Sebagai seorang penulis fiksi, aku terbiasa mendramatisir sesuatu. Terkadang
kubayangkan diriku seperti Kawabata, yang bisa jatuh cinta pada perempuan yang
tidak pernah ada. Namun sebenarnya aku tidak setolol itu. Aku punya kekasih, nun
jauh di Surabaya, namanya Nalea, yang mungkin sekarang sedang tidur dengan
lelaki yang berbeda. Bagiku cinta telah lebih remeh dari udara yang terhirup tebalnya
cuaca. Di masa sekarang, cinta lebih mudah dari harga promosi di supermarket.

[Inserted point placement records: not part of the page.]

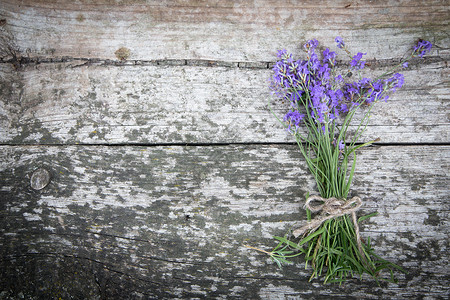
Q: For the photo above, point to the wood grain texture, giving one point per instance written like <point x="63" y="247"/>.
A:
<point x="172" y="221"/>
<point x="65" y="104"/>
<point x="218" y="30"/>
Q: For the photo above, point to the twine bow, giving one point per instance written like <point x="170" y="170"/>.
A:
<point x="331" y="208"/>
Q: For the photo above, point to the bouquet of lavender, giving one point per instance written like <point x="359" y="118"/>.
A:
<point x="322" y="106"/>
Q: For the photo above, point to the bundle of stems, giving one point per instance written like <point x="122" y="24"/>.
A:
<point x="318" y="99"/>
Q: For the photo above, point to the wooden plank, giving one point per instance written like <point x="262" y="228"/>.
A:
<point x="216" y="30"/>
<point x="142" y="222"/>
<point x="64" y="103"/>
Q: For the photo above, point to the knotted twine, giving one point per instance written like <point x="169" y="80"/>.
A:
<point x="331" y="208"/>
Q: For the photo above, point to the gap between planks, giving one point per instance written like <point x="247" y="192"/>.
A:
<point x="23" y="61"/>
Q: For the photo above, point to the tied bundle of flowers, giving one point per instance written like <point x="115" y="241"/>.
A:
<point x="322" y="106"/>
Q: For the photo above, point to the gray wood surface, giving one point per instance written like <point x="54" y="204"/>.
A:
<point x="173" y="221"/>
<point x="164" y="159"/>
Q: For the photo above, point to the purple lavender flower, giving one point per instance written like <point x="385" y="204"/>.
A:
<point x="293" y="117"/>
<point x="356" y="60"/>
<point x="422" y="48"/>
<point x="281" y="53"/>
<point x="340" y="42"/>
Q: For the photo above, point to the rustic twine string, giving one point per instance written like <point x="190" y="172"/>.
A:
<point x="331" y="208"/>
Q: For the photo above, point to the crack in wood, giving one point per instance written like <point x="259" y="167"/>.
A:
<point x="82" y="61"/>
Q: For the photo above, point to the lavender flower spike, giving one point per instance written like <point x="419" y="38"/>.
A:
<point x="339" y="41"/>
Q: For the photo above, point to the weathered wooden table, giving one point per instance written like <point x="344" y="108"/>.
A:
<point x="151" y="120"/>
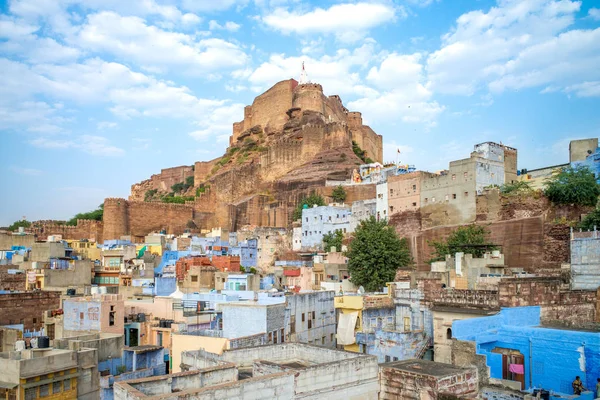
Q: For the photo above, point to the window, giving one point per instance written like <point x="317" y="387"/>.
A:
<point x="31" y="393"/>
<point x="44" y="390"/>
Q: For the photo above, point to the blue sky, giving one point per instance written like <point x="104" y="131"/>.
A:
<point x="98" y="94"/>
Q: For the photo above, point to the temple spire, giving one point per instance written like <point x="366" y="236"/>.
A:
<point x="303" y="75"/>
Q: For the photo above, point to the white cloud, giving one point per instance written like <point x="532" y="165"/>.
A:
<point x="490" y="46"/>
<point x="94" y="145"/>
<point x="106" y="125"/>
<point x="348" y="22"/>
<point x="25" y="171"/>
<point x="403" y="94"/>
<point x="337" y="73"/>
<point x="131" y="38"/>
<point x="228" y="26"/>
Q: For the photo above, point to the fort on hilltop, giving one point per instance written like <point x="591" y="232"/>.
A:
<point x="291" y="140"/>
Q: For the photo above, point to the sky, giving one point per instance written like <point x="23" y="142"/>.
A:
<point x="96" y="95"/>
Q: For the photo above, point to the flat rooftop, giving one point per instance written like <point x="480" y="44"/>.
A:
<point x="424" y="367"/>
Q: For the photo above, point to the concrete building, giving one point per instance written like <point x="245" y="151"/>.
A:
<point x="310" y="318"/>
<point x="318" y="221"/>
<point x="49" y="373"/>
<point x="517" y="348"/>
<point x="361" y="210"/>
<point x="579" y="150"/>
<point x="404" y="192"/>
<point x="585" y="260"/>
<point x="71" y="274"/>
<point x="420" y="379"/>
<point x="381" y="201"/>
<point x="44" y="251"/>
<point x="96" y="313"/>
<point x="284" y="371"/>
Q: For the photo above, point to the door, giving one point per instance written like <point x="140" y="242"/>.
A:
<point x="133" y="337"/>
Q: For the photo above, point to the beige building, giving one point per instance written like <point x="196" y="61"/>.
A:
<point x="443" y="317"/>
<point x="404" y="192"/>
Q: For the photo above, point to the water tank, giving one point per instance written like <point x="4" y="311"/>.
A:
<point x="43" y="342"/>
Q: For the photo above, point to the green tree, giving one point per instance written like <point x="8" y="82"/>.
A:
<point x="334" y="238"/>
<point x="591" y="220"/>
<point x="471" y="239"/>
<point x="309" y="201"/>
<point x="18" y="224"/>
<point x="95" y="215"/>
<point x="375" y="254"/>
<point x="339" y="194"/>
<point x="573" y="185"/>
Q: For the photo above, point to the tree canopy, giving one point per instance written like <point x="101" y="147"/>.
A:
<point x="95" y="215"/>
<point x="375" y="254"/>
<point x="332" y="239"/>
<point x="313" y="199"/>
<point x="18" y="224"/>
<point x="471" y="239"/>
<point x="573" y="185"/>
<point x="339" y="194"/>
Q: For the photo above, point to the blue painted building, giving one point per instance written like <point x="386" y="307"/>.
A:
<point x="514" y="341"/>
<point x="319" y="221"/>
<point x="592" y="161"/>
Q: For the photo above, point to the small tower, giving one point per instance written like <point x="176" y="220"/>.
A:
<point x="303" y="76"/>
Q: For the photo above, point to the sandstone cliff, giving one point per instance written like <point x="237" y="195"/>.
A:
<point x="292" y="139"/>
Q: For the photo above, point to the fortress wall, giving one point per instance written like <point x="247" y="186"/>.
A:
<point x="369" y="141"/>
<point x="170" y="176"/>
<point x="269" y="109"/>
<point x="309" y="97"/>
<point x="202" y="170"/>
<point x="85" y="229"/>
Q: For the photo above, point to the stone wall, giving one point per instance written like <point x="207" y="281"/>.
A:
<point x="85" y="229"/>
<point x="138" y="218"/>
<point x="27" y="307"/>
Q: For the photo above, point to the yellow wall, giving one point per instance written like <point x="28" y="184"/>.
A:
<point x="62" y="395"/>
<point x="189" y="342"/>
<point x="348" y="304"/>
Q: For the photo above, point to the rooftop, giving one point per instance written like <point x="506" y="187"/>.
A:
<point x="424" y="367"/>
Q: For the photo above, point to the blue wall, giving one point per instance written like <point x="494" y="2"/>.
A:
<point x="553" y="357"/>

Cinta telah lama usang, ketika kau menyadari bahwa berapa banyak omong kosong
diciptakan manusia di dalamnya.
Di luar pintu kereta, kulihat beberapa petugas memeriksa setiap roda, dengan
senter yang cahayanya kecil mirip laser. Sementara aku duduk di salah satu sisi
peron paling ujung. Ada kepulan asap. Beberapa pabrik bekerja. Sayangnya aku tidak
merokok. Jadi agak sulit mencari kesibukan. Kalau saja di dalam gerbong tidak
terlampau dingin, aku pasti lebih suka meringkuk dalam selimut dan tidur sampai
kereta ini melemparkanku ke tujuan akhir. Meskipun aku lebih suka berharap untuk
tinggal di dalam kereta selamanya. Sehingga tidak perlu ada tujuan akhir.
Kubuka layar ponsel, menelusuri beranda facebook yang seperti selokan
kumuh, dipenuhi sampah-sampah penuh serapah, bangkai kata-kata, pekat amarah
dan kepedihan. Tapi kuberi juga beberapa jempol untuk setiap tulisan yang mencoba
bahagia. Kupikir aku harus menulis sesuatu juga, seperti puisi pendek dengan
lampiran foto stasiun ini. Tapi kamera ponsel telah lama buram seperti masa
depanku. Jadi aku hanya memandang langit. Pekat. Udara malam menyergap jaket.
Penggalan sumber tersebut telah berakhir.